Pour eux, cette nouvelle section «fourre-tout» va essentiellement servir à caser les «ratés» ou «frustrés» du système universitaire. Ceux qui n’ont pas réussi à devenir professeurs, ceux qui n’ont pas réussi l’agrégation, ceux qui n’arrivent pas à se faire publier dans des revues de renom. L’évaluation de ces nouveaux venus pourrait ainsi ne pas se baser, comme partout ailleurs, sur leurs publications dans les revues internationales: «Un article au sein de la revue française d’économie rurale vaudra autant que celle de l’American Economy Review! Cela va avantager ceux qui font plein de petits essais dans des petites revues. Résultat: le copinage va se développer. Ce n’est pas brillant, c’est très idéologique», commente Alain Ayong Le Kama. Il va par ailleurs s’agir de créer de nouveaux postes de professeurs, de créer une nouvelle filière alors «qu’on a déjà du mal à attirer des étudiants!», s’étonne-t-il. Et ce dans un contexte où le ministère affirme paradoxalement sa volonté de simplifier les formations…
Un président d’université n’y va pas par quatre chemins: «La ministre s’est fait rouler par les gauchistes.» Certains ne manquent pas, en effet, pour caricaturer, d’opposer les «économistes orthodoxes» aux «économistes hétérodoxes» en traduisant par une opposition droite-gauche au sein de la discipline. Les «économistes hétérodoxes» font un lobbying incessant depuis quelques années auprès du ministère par le biais de l’Association française d’économie politique. Eux affirment qu’ils ne veulent pas de cette nouvelle section pour des questions de carrière mais pour des raisons idéologiques: il y aurait à l’université française une pensée dominante orthodoxe «néoclassique» qu’ils appellent aussi la «pensée toulousaine» incarnée par l’École d’économie cofondée par Jean Tirole. De plus en plus théorique, formaliste et mathématique, ils la décrivent comme «trop abstraite» et ne tenant pas assez compte des chercheurs qui outre l’économie utilisent des disciplines comme la psychologie, la sociologie, l’histoire, la philosophie, etc. Ils revendiquent une approche critique post-keynésienne voire post-marxiste.

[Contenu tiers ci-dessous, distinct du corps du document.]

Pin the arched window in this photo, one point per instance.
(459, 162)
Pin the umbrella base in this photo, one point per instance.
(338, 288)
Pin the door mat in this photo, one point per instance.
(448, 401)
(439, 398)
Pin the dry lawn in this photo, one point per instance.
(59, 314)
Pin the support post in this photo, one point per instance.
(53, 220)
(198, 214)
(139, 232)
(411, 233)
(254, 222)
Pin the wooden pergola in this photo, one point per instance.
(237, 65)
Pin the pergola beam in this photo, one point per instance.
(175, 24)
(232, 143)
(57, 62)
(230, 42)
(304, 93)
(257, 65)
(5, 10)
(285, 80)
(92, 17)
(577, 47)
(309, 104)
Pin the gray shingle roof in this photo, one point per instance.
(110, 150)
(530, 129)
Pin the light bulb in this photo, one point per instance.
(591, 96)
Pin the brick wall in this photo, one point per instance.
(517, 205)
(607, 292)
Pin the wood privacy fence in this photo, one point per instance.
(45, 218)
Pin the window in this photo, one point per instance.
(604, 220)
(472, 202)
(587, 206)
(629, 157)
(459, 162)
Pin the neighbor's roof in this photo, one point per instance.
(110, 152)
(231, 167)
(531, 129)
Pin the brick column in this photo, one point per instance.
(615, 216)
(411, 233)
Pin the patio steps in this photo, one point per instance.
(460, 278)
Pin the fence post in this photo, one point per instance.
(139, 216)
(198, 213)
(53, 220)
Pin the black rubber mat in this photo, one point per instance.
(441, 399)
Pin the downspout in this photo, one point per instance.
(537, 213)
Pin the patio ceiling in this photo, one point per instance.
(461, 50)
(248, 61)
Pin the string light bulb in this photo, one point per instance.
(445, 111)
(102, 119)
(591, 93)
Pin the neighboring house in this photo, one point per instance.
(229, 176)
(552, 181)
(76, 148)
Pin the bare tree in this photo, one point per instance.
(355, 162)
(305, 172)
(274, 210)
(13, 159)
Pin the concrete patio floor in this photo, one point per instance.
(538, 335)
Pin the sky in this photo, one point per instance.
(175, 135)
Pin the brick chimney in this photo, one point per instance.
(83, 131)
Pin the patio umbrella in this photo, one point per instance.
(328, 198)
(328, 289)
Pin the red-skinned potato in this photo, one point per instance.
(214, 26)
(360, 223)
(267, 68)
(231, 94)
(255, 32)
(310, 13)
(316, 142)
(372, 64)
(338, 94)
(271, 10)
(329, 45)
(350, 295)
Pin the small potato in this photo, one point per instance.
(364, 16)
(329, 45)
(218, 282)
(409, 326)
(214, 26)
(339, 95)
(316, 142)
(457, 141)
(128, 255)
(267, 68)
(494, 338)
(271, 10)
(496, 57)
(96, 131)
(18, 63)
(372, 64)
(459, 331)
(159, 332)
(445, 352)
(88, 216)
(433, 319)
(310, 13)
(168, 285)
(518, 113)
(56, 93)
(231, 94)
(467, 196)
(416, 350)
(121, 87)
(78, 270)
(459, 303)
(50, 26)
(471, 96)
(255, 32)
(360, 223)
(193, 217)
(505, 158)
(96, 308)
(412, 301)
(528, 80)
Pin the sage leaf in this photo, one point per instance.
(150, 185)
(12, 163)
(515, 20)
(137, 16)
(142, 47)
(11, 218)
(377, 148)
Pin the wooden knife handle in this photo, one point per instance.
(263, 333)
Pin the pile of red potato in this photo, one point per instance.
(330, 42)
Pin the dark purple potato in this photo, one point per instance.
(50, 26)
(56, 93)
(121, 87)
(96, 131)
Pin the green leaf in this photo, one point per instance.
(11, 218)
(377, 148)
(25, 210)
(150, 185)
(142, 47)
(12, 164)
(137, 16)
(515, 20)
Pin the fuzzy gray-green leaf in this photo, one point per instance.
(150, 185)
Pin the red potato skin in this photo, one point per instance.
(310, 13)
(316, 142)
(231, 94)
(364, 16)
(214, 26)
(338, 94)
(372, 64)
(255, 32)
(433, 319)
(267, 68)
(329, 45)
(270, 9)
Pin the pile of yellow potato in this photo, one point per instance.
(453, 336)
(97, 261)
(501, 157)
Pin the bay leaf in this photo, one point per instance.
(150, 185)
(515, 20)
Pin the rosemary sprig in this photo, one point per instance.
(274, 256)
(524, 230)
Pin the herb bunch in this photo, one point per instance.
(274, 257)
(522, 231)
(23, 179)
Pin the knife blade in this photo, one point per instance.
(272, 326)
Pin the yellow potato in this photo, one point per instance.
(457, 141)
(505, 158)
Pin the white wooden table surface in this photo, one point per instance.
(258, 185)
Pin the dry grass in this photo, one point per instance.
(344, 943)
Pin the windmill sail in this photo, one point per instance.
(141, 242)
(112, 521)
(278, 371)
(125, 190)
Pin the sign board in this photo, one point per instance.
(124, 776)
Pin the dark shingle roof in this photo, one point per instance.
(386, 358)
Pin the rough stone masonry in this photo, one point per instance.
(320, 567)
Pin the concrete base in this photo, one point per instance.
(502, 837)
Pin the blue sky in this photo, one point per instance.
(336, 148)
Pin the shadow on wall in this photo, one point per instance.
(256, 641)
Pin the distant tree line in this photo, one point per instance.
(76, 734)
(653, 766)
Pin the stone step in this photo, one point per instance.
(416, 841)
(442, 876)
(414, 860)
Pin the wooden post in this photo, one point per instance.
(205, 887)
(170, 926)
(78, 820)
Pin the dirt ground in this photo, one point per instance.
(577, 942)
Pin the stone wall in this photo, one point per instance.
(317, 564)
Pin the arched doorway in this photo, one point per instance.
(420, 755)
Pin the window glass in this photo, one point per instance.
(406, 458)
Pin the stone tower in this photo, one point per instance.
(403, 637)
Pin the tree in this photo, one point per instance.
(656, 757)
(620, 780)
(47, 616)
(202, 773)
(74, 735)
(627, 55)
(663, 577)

Et d’évoquer le cas de cette spécialiste de l’économie sociale qui a mal vécu ses refus de qualification par le CNU. Tout comme ce spécialiste de l’économie de la santé, membre d’un collectif qui conteste l’économie «néolibérale». Il n’est «pas possible pour eux de vivre sous domination d’une discipline qui s’est construite comme une science non sociale, alors qu’eux revendiquent le contraire». «C’est un problème qui dépasse largement l’université et concerne toute la société», indiquait il y a quelques mois Pierre-Cyrille Hautcoeur, économiste de l’EHESS. «La question demeure: à quoi servent les économistes dans notre société?», affirmait-il alors.
Pour Anne Lavigne, professeur de sciences économiques à l’université d’Orléans, «le spectacle offert est lamentable. C’est avant tout une question de gestion des carrières», insiste-t-elle, affirmant toutefois qu’il existe «autant de mauvais matheux que de mauvais institutionnalistes».
Ce débat n’a aucun sens selon le doyen d’économie de l’université de Strasbourg, Thierry Burger-Helmchen: si l’économie est devenue plus formaliste, c’est un progrès. Le formalisme permet de davantage contrôler son raisonnement. On a besoin des mathématiques pour modéliser une situation et ensuite la tester scientifiquement.
«À Strasbourg, nous apprécions l’interdisciplinarité. Nous avons des cours sur l’économie du bonheur ou de l’innovation. La vraie question, c’est la qualité des chercheurs. Tirole est très théorique, Piketty s’intéresse à une économie plus appliquée. Et ils réussissent tous les deux. La vraie question, c’est qui est bon, qui est mauvais.»